Director Wray has undertaken a multi-year effort to analyze the root causes behind any noncompliance surrounding our use of 702 information and institute fixes.

These efforts, at multiple levels, include:

  • Standing up a whole new Office of Internal Auditing focused on FISA compliance,
  • Changes in our database systems to prevent inadvertent queries,
  • Enhanced training, and
  • New oversight and preapprovals prior to running batch queries or sensitive queries. 

The compliance and oversight reports that have been made public so far predate these significant reforms.

  • Because of how they are compiled, most of these reports do not tell the American people how often the FBI gets it right—how often our employees are properly querying our 702 and FISA collections to fulfill our unique national security mandate to protect the homeland. 

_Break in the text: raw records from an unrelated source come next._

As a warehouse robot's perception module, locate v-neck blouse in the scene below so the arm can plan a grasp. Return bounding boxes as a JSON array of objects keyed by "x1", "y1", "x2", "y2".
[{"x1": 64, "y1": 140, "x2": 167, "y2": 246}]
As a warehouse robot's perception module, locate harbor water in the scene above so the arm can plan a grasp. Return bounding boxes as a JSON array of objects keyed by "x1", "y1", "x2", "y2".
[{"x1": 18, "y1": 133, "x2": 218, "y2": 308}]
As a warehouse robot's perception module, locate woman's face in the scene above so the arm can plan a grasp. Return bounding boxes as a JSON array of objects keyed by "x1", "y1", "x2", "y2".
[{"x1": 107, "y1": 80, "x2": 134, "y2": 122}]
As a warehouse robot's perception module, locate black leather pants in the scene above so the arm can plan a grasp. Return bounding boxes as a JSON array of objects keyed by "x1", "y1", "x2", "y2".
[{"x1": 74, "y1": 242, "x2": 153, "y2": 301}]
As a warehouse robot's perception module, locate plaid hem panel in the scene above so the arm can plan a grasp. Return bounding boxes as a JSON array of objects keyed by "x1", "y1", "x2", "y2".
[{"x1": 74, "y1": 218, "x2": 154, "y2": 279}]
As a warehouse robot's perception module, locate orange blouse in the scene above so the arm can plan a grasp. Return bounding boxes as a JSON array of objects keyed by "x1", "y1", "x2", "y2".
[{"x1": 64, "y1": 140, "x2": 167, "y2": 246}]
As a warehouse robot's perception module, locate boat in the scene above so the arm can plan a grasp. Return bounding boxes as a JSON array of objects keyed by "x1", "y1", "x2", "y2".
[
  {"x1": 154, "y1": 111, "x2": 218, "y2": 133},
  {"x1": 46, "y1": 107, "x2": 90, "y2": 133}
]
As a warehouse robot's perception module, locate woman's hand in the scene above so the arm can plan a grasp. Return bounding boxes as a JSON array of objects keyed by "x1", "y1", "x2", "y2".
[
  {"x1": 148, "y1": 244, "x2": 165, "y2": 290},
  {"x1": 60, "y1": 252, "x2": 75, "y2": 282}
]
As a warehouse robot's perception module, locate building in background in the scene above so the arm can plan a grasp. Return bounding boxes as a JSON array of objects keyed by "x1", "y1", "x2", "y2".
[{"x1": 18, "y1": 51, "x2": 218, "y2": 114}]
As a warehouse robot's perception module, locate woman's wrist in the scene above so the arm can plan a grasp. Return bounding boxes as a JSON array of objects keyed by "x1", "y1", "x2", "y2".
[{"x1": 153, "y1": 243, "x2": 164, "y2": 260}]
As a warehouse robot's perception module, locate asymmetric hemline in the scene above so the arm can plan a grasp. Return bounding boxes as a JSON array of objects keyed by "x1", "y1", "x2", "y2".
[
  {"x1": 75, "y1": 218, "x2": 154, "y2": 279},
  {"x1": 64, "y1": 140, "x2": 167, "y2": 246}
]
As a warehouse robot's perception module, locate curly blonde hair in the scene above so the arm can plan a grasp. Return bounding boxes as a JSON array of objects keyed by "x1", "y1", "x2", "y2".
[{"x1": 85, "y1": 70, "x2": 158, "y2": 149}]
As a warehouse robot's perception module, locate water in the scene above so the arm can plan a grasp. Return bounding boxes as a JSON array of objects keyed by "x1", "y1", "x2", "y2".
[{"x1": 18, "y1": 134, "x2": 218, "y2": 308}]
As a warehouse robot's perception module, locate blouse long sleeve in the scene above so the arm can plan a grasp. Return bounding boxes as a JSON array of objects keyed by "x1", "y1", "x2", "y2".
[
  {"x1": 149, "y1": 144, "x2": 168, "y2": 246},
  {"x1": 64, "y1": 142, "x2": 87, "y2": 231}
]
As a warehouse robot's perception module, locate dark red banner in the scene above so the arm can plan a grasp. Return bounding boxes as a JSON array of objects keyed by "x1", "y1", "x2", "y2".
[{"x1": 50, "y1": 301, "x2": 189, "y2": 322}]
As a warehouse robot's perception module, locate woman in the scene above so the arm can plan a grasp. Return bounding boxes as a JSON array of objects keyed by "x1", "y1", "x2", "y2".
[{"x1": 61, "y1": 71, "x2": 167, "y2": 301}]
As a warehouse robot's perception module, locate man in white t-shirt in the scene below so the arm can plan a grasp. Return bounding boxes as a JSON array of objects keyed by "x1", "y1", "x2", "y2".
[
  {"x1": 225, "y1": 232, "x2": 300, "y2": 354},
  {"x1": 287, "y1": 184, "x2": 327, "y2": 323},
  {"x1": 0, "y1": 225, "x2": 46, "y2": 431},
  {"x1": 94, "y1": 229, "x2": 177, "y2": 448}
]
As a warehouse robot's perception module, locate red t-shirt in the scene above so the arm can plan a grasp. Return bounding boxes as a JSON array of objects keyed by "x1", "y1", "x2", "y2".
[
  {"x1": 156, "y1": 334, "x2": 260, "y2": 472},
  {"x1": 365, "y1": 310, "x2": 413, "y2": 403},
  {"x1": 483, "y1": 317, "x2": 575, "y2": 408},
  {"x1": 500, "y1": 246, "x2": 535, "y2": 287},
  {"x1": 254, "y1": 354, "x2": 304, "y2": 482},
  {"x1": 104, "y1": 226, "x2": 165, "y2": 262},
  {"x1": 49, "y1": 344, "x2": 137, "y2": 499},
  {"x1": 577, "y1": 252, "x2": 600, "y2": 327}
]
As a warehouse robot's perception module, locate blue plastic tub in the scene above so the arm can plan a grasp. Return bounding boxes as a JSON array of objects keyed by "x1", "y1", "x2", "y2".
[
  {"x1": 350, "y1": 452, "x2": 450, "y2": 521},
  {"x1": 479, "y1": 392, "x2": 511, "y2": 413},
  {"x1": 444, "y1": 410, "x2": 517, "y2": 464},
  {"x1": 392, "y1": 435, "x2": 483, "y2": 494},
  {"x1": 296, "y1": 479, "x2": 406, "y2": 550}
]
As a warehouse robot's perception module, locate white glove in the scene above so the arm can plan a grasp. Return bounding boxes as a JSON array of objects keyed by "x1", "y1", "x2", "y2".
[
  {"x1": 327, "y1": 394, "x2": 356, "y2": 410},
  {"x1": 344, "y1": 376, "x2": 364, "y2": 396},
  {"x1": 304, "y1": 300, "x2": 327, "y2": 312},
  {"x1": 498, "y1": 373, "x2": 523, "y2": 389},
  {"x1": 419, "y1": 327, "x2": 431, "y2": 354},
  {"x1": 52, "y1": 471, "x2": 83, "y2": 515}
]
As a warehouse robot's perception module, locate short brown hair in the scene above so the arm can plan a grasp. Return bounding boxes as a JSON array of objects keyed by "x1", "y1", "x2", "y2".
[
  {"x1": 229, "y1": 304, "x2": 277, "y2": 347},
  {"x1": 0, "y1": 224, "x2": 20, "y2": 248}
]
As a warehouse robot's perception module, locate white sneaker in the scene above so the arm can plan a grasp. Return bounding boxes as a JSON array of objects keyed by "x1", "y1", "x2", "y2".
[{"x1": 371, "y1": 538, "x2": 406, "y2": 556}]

OIA finalized their query audit report—focusing on the FBI's compliance when querying our FISA collection—both 702 and traditional FISA. This audit post-dates the significant reforms we have put in place.

  • This audit report includes both the results from the first and second audit.
    • Due to the magnitude of changes that the FBI made in the interim to our 702 compliance processes, OIA determined that the best way to determine the efficacy of these changes was to consider both the pre- and post-date audit analysis and generate a single report.
  • Based on OlA's sampling and analysis, the FBI had a 96% compliance rate for meeting the standard to properly query our FISA collection.
    • This is a 14-percentage-point improvement from OlA's first audit, which analyzed a time period before many of our significant reforms were enacted.
  • OlA's first query audit was from April 2020 to March 2021 and found that the FBI had an 82% compliance rate.
  • OlA's first query audit was before we put in place some of the reforms, including: 
    • (i) requiring FBI personnel to explicitly opt-in to searching raw FISA data; 
    • (ii) instituting “attorney" pre-approval for batch job queries with greater than 100 query terms; 
    • (iii) instituting pre-approval for sensitive queries, in some cases requiring queries to be personally approved by the Deputy Director;
    • (iv) new query training and ensuring within our systems that all users can access FISA databases only after they have completed all required training.